During an appearence last week on CNN, Sen. Rand Paul (R-KY) dismissed the blame and panic coming from the White House over the looming sequester. Sen. Paul told Wolf Biltzer that President Obama ultimately signed the sequester into law, despite his blame shifting to the GOP, and explained that the cuts aren’t even real reductions.
But while he’s been critical of President Obama, Sen. Paul has some strong words for his own party, telling a group of conservatives in New York last night that Republican leaders have been too quick to surrender on battles with the White House:
Speaking to a meeting of influential conservatives here Monday night, Kentucky Senator Rand Paul criticized his fellow Republicans in Congress for lacking a unified leadership on the upcoming sequestration.
“We announce our surrender before we get started on every battle,” Paul said. “That literally is our problem.”
Sen. Paul urged his colleagues to get behind his alternative to the sequester, a proposal that would cut spending by $85.75 billion annually by enacting a number of cost-saving measures, including a moratorium on the hiring of new federal workers, bringing their pay in line with the private-sector, and requiring competitive bidding for government contracts.
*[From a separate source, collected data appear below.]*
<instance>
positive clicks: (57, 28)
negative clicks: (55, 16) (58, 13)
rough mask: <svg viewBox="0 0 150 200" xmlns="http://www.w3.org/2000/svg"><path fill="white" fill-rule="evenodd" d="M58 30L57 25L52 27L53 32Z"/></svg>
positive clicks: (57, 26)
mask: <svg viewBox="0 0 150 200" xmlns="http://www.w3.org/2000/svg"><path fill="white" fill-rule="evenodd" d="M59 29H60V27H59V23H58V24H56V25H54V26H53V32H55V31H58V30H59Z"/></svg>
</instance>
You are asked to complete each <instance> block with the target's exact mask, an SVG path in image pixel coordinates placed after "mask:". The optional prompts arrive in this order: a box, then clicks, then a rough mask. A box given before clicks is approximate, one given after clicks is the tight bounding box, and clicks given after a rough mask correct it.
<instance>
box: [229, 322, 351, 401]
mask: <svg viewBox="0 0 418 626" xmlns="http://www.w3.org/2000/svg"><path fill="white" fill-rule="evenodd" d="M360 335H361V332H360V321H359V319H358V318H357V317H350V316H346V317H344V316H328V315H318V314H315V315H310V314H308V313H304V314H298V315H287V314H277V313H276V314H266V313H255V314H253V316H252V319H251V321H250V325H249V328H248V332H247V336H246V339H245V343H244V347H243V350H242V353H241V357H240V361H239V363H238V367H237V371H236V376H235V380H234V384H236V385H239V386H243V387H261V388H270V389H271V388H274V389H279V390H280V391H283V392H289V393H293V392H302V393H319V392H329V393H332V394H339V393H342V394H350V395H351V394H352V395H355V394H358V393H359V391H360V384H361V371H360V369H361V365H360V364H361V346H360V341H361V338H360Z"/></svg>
The criticism may seem harsh, but it’s hard to describe the GOP’s “strategy” — if you want to call it that — as anything other than surrender. Republicans have had terrible messaging on the sequester, using much of the same doomsday-style rhetoric as President Obama. After all, we’re talking about a marginal spending cut, when it’s all said and done.
This hasn’t helped them offer a contrast in visions because they’re not running away from the limited government message on which they’re run. This anti-sequester message that leadership has been using hurts them because they’re ceding ground away.